I was just thinking the other day that I hadn't done any Project Euler problems in a while, and having a look down the list of problems a few jumped out at me as "do-able". Both of these required very little computing - in fact I did the second mentioned here with just a calculator once I had done some thinking.

(as a side note, I've also been working on thing number 62, to find the number of stacked 4-tangles; I've proved a few things which my previous assumptions had relied on, made it more concrete, and am at the point where I need to use a Maple program in order to find things and split things up. Not quite there in my C++ knowledge in order to be able to do that!)

Problem 9
Find the only Pythagorean triplet {a,b,c} such that a + b + c = 1000.

From this we can take a few bits of information:

  • a^2 + b^2 = c^2
  • a + b + c = 1000
  • a < b < c and a, b, c are all positive integers
By manipulating the two first lines there, we can arrive at the expression
  • ab = 1000(500 - c)
This is a good line to get to! It tells us that c is less than 500 and that the product of a and b is divisible by 1000. Also, as a < b < c < 500 we can deduce that 334 < c < 500. These conditions, combined with the main Pythagorean triple condition, are enough to impose a range of conditions for a simple search in C++, in order that we arrive at the answer.

Problem 28
Starting with the number 1 and moving to the right in a clockwise direction a 5 by 5 spiral is formed as follows: (looks better on Project Euler site, here)

21 22 23 24 25
20 7 8 9 10
19 6 1 2 11
18 5 4 3 12
17 16 15 14 13

It can be verified that the sum of both diagonals is 101. What is the sum of both diagonals in a 1001 by 1001 spiral formed in the same way?

I didn't need C++ to solve this. I extended the spiral out to 7 by 7, so I could get a better feel for the numbers in the diagonals. I split them up, and obtained (in the end) three sequences of numbers. From these I arrived at three quadratic relations that you could get the three sequences from, and then by summing the series I got the answer.
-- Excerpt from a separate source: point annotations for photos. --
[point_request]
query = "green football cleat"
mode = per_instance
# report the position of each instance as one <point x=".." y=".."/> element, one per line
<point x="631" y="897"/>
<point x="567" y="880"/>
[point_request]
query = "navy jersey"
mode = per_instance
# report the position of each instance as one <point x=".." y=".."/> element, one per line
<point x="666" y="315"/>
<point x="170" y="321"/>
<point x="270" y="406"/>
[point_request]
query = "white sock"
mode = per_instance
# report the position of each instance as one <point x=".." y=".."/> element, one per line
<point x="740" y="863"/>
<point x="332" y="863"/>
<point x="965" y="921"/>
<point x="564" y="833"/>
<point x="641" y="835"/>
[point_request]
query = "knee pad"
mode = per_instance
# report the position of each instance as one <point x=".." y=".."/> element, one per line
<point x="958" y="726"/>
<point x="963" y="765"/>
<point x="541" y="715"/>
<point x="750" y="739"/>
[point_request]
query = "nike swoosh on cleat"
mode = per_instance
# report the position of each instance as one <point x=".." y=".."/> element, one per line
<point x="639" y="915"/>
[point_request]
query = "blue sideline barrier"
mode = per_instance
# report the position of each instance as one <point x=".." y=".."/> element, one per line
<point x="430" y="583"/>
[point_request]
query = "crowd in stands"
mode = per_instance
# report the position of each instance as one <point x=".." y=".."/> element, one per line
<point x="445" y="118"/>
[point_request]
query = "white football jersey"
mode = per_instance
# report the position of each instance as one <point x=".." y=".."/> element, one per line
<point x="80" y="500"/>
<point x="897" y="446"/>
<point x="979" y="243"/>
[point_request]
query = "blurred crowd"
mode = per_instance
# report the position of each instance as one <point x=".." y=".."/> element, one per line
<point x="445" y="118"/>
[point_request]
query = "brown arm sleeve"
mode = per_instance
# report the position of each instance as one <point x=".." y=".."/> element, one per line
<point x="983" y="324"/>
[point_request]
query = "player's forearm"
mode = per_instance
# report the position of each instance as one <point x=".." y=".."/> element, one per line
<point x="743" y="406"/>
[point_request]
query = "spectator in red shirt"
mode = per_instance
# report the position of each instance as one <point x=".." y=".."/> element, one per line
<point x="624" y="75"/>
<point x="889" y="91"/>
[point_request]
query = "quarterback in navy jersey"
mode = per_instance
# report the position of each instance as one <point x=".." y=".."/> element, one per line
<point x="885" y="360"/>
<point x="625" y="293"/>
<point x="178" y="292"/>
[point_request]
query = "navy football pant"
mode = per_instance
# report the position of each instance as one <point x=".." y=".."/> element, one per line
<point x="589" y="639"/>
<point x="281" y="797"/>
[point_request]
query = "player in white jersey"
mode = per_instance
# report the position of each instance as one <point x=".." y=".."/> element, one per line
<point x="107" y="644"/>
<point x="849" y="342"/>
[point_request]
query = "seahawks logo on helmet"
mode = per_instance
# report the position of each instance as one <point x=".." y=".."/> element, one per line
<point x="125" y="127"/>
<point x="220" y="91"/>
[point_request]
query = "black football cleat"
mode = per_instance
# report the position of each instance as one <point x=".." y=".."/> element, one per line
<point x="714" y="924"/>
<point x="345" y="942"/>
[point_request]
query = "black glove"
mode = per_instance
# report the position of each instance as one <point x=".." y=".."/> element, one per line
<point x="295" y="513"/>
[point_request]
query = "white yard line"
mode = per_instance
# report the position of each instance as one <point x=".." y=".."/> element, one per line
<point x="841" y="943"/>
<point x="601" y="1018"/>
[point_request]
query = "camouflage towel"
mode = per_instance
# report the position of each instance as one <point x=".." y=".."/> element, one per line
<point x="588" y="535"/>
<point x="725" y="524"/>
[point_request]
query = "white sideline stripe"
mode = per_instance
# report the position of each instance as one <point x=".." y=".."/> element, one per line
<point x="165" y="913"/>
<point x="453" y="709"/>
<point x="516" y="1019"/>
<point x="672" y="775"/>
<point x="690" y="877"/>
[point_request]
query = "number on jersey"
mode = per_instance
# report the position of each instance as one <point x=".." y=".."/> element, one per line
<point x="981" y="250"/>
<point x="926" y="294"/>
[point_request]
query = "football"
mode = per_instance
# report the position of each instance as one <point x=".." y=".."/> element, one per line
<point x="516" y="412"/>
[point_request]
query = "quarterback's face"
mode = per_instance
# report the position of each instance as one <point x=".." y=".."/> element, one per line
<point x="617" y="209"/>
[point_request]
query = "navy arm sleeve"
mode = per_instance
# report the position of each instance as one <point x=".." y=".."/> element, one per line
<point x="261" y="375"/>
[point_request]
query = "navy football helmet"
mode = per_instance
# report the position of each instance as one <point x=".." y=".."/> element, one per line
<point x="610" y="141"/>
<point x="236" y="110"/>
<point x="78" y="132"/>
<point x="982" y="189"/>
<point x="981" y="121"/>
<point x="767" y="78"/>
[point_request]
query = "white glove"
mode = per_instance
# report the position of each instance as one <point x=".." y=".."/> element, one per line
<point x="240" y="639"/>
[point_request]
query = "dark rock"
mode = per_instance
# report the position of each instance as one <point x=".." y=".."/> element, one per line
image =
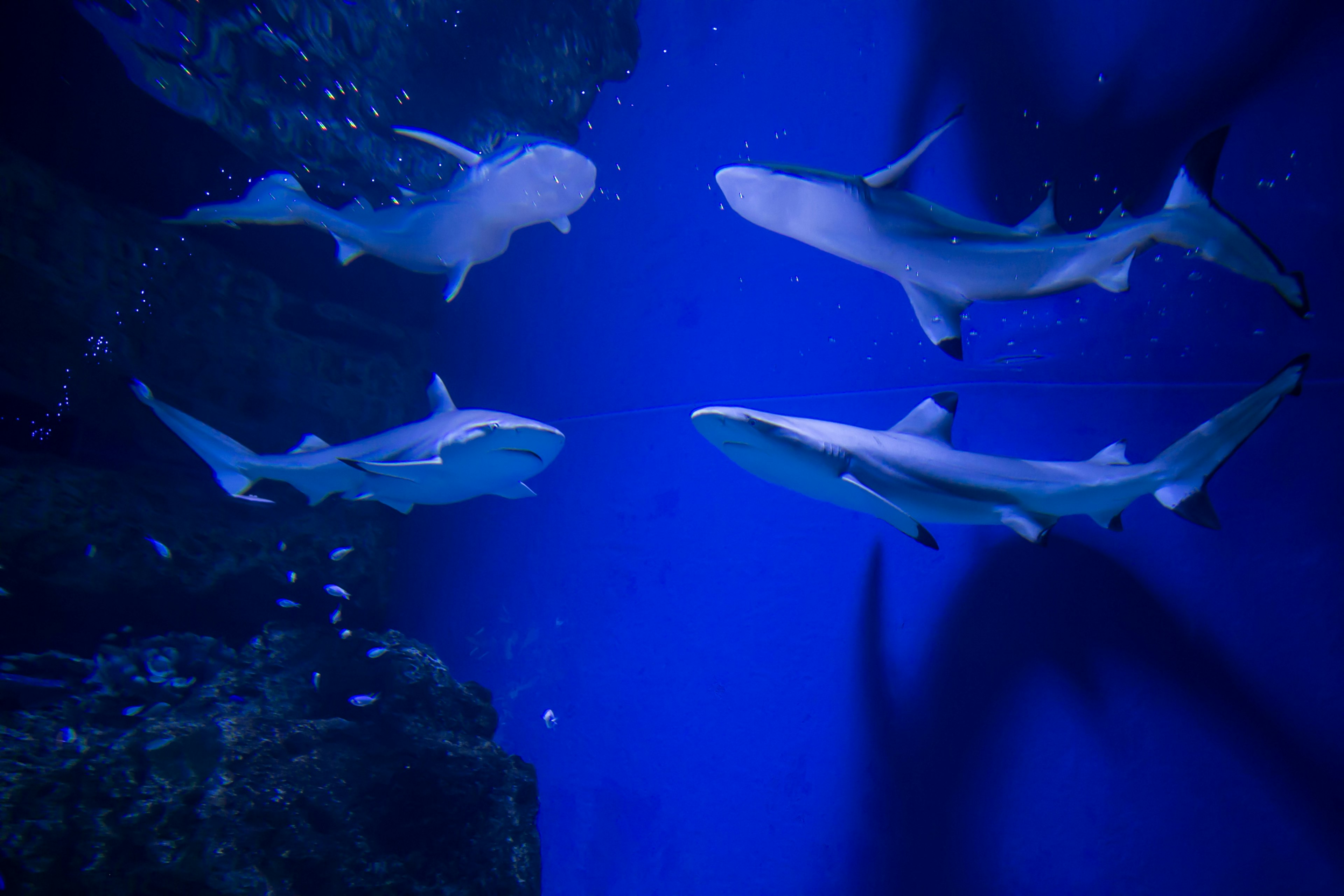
<point x="236" y="776"/>
<point x="96" y="295"/>
<point x="315" y="86"/>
Simple really - big numbers though!

This takes my total to 19 now, six more to go. I have a list of a few that I might try next. I was originally aiming to get my 25 done by the end of February. I'm now aiming for the end of March, and also hoping to get thing 62 done by then as well (or at least, to have the answer and be writing it out from all of my rough notes).


Matt_Evans said...

The thing that jumps at me immediately for 28 is that numbers along the main diagonal increase in subsequent multiples of two:

1-3-7-13-21 etc

The off-diagonal is less obvious... There are two increases of 4, followed by two increases of 8...

zero_zero_one said...

Yeah, that first diagonal is fine. With the second one I noticed that if you split it into upper and lower parts then the two individual strands (both starting at 1) and they were both clearly quadratic series.

Just a case of using summation expressions after that!

Matt_Evans said...

Ah, yeah, I see that. Very nice! Wish I'd thought to split them into two series

zero_zero_one said...

I thought it was quite nice too: and when I saw that the three series were there it seemed really wasteful to mess about with C++ to code something to do the job, when with pencil and paper I could work out the expressions and just plug some numbers into a calculator.

Think that tomorrow morning I will get my 20th problem solved... Was doing some thinking earlier, and think I have enough maths - which basically works out the restrictions on things - so that I can write a quick script in C++ that will do all the hard work for me (which in this case is searching through about two million numbers for those which satisfy certain properties).

Matt_Evans said...

So this is what I came up with for 28:

\sum_{n=1}^{1001}(n^2-n+1) + \sum_{n=0}^{500}(2n+1)^2 + \sum_{n=0}^{500}(4n^2+1) - 2

where we subtract 2 at the end because the 1 in the center gets counted in all three sums. This yields 669171001.

When trying to find the first sum, I actually had to break into smaller chunks because it was too big for my calculator to do all at once.

zero_zero_one said...

Didn't keep my calculations after I got the answer, but yeah, that looks right to me. I think that my quadratics were slightly different for how I derived the series (starting from 1, going to 501), but I think you've got it.